This Open Source 3D Printer Design Will Cost You Less Than $200 to Build

Makers Mashup has a series of videos that will walk you through constructing an open source 3D printer from scratch on the cheap.

Cameron Coward
10 months ago3D Printing / Robotics

The 3D printer options on the market for hobbyists today are, frankly, overwhelming. There are dozens of models available, and it can be difficult to figure out which one is best for you. Even if your budget is tight, the sub-$500 segment of the market is the most densely packed. The printers in that segment also tend to all look alike, and have very similar specifications. But if you’re willing to tackle a DIY project, you can build your own 3D printer. If that sounds like fun to you, the Makers Mashup YouTube channel has a series of videos that will walk you through how to construct an open source 3D printer design from scratch for less than $200.

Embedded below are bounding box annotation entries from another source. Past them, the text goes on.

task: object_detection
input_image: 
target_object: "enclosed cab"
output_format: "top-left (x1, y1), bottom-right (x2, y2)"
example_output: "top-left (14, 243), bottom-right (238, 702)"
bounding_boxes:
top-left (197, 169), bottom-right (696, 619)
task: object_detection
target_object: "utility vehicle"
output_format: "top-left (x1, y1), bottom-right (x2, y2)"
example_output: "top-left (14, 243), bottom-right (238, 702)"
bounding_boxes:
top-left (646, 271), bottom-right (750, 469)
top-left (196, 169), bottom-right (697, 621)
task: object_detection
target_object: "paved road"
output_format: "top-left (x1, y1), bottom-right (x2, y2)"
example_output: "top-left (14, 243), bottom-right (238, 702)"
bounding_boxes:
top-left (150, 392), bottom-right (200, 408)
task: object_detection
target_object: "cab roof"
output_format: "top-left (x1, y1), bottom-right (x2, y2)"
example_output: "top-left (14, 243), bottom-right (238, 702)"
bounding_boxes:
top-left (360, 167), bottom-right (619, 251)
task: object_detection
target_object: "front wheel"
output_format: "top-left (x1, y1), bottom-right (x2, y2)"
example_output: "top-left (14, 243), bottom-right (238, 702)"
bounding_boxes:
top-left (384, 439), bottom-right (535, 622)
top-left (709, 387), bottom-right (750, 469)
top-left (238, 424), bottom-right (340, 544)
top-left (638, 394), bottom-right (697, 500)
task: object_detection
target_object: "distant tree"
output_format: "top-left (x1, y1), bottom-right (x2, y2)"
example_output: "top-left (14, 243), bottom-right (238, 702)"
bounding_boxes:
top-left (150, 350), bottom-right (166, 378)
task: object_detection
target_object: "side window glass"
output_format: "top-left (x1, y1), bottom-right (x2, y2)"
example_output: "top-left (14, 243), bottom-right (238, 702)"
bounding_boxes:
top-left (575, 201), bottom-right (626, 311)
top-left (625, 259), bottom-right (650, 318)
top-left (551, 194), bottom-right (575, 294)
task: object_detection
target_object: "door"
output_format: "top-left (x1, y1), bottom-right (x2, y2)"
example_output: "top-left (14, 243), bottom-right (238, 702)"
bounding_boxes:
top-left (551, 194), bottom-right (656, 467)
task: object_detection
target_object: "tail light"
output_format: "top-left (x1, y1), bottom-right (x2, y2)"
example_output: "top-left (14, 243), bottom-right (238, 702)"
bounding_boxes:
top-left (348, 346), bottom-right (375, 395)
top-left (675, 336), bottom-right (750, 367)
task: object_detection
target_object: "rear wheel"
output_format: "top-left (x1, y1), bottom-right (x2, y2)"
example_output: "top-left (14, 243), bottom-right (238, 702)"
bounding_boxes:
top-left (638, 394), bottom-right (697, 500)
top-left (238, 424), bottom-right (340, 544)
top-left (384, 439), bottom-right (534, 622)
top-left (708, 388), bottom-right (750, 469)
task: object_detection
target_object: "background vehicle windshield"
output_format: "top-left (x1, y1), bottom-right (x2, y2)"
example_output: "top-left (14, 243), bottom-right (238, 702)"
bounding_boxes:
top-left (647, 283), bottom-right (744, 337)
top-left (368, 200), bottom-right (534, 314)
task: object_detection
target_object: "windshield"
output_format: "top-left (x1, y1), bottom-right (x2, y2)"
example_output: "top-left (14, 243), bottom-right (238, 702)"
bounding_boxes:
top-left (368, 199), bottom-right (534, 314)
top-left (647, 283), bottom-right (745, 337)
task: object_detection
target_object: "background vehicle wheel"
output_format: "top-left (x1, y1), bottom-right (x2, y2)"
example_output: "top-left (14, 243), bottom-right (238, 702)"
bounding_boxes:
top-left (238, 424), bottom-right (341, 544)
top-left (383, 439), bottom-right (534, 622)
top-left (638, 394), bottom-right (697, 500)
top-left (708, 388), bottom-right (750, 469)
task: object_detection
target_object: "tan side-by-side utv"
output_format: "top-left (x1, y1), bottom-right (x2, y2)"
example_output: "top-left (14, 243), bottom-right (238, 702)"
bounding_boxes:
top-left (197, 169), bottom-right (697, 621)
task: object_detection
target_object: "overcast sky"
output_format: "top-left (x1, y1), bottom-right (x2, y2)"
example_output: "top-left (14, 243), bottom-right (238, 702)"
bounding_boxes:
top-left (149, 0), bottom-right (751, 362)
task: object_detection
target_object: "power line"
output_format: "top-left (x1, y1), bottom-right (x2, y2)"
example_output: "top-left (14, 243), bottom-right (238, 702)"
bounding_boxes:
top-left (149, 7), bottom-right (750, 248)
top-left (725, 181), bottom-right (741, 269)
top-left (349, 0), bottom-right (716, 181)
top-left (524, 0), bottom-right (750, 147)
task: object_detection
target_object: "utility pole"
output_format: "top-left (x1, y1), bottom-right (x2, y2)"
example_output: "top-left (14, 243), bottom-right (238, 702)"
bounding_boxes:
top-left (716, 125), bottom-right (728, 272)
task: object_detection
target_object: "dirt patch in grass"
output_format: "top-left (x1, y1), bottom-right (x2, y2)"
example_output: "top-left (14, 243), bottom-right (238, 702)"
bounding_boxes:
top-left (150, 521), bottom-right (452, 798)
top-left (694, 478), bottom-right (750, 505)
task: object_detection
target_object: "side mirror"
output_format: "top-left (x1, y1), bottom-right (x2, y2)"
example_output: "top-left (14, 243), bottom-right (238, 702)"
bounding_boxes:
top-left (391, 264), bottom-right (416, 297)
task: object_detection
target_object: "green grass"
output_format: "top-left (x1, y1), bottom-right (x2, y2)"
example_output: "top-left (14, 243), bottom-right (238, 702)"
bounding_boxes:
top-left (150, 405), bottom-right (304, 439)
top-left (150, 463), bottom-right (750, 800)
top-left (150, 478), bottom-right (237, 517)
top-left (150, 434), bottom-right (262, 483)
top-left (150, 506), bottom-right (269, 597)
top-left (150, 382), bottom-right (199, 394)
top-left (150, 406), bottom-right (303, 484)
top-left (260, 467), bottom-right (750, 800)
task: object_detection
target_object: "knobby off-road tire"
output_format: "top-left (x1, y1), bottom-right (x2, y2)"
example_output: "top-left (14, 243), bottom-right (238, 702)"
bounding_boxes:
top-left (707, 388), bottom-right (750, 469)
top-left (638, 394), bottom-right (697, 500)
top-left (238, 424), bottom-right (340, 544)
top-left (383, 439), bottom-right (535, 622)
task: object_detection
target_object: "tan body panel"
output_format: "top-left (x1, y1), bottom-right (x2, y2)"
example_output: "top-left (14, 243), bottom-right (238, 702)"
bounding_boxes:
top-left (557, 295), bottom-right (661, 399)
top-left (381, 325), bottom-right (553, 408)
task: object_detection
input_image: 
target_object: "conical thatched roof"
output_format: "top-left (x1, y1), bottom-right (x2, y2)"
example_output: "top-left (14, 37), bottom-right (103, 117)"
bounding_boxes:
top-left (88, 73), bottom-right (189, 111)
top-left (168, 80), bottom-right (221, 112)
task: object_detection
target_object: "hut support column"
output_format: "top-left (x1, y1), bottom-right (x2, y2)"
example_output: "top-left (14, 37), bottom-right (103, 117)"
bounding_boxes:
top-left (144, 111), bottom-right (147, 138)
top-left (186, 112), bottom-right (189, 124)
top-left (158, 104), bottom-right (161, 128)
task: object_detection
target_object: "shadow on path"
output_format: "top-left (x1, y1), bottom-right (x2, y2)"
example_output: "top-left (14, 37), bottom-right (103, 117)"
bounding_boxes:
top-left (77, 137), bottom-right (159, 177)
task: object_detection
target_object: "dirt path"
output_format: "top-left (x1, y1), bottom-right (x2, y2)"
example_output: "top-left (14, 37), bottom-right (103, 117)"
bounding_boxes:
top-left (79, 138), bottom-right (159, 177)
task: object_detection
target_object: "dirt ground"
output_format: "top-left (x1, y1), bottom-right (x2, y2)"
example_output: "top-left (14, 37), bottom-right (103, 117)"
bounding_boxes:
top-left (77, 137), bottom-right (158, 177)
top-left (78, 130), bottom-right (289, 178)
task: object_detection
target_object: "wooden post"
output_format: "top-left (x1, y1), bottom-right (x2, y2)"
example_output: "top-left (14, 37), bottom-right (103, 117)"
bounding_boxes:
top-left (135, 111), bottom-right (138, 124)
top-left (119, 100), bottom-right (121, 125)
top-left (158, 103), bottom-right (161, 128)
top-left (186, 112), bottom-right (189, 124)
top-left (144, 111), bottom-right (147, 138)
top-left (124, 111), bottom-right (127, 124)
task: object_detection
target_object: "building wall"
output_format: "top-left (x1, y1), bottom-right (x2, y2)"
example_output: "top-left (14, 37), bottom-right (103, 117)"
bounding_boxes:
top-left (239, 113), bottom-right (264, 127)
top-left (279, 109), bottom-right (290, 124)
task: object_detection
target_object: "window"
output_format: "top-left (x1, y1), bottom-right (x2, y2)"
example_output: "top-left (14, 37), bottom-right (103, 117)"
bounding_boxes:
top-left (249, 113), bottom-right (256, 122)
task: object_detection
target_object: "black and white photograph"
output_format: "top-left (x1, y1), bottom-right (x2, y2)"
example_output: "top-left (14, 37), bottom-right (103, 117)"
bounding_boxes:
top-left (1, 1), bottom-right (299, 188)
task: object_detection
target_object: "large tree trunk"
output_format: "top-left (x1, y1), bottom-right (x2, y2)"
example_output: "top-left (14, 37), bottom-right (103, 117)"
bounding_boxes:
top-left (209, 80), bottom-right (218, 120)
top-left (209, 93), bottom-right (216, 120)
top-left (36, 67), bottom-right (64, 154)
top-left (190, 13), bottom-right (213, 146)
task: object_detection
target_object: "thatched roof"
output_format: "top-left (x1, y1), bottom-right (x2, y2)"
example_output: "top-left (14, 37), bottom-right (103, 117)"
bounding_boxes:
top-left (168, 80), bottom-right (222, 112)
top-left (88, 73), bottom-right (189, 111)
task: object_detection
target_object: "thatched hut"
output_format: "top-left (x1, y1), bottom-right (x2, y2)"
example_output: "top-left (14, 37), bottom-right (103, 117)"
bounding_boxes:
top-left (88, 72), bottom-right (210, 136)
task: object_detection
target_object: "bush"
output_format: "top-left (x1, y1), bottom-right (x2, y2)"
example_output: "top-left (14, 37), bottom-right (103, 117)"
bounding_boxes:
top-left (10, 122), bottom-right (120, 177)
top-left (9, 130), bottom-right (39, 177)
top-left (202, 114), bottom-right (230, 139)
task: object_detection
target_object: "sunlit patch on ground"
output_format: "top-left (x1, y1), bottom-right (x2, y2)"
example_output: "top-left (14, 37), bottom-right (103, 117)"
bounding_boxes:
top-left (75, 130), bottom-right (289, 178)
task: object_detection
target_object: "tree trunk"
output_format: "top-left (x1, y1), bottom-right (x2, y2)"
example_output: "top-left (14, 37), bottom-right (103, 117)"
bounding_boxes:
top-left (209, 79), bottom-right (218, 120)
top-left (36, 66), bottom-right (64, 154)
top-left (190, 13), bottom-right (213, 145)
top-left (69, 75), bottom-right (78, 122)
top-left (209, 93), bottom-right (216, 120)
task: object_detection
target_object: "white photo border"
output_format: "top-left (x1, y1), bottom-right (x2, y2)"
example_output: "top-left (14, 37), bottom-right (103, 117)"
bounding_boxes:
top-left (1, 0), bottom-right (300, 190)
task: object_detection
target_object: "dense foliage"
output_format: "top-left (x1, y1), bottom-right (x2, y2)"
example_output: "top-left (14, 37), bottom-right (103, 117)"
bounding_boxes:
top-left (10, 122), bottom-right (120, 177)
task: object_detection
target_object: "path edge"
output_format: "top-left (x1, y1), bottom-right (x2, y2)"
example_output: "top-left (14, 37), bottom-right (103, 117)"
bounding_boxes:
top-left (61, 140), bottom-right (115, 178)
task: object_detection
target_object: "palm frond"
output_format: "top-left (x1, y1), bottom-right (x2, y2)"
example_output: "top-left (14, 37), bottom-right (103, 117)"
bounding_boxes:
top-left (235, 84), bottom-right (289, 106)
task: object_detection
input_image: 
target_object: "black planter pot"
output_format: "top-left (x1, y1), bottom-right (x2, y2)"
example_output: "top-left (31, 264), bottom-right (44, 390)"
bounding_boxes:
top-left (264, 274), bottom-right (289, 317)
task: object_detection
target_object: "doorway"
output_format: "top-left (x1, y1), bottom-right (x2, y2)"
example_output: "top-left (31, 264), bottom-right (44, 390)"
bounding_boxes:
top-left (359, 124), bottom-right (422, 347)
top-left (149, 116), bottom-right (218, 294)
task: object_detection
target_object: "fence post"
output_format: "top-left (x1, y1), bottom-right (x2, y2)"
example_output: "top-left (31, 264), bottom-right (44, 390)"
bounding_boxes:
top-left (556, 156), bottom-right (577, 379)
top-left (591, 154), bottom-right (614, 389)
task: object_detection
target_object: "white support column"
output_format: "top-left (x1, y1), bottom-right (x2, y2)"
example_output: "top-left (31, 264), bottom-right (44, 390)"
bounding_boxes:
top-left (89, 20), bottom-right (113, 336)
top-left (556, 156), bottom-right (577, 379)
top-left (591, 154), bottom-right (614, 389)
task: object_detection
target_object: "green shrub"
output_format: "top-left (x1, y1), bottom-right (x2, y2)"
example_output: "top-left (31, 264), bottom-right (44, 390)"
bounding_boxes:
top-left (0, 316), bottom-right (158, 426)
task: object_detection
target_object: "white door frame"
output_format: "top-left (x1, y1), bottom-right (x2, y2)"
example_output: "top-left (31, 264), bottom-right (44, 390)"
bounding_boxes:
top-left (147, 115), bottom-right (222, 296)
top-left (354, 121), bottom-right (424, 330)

Building your own 3D printer probably won’t be any cheaper than buying one of the many affordable kits that are out there, but you will get to understand your printer a lot better if you piece it together yourself. You’ll also have an easier time upgrading it in the future, as every component can be swapped out if you decide you want to make a change. This design, which is called the LayerFused C201, has a layout similar to the absurdly popular Prusa i3, which has been the basis for a huge portion of the hobbyist 3D printers that have hit the market over the last several years.

The LayerFused C201 3D printer can be assembled entirely using aluminum extrusion, 3D-printed mechanical parts, and readily-available components. If you have access to a makerspace or a friend’s 3D printer, you should be able to easily source everything you need for this build. There isn’t anything particularly noteworthy about this layout, but it is tried and true. You also have a lot of flexibility when it comes to choosing your components. For example, they use a 32 bit SKR control board with TMC2208 silent stepper motor drivers in the video, but you can use virtually any other controller on the market.

Once you have all of your parts and components, the videos will walk you through the assembly process. It might be time consuming if you don’t have much experience with 3D printers, but there shouldn’t be any part of the process that is especially difficult if you follow along with the videos. Once you’re done, you’ll have a 3D printer that is on-par with most models in the $200-$400 price range, and that you can upgrade in the future as your needs evolve.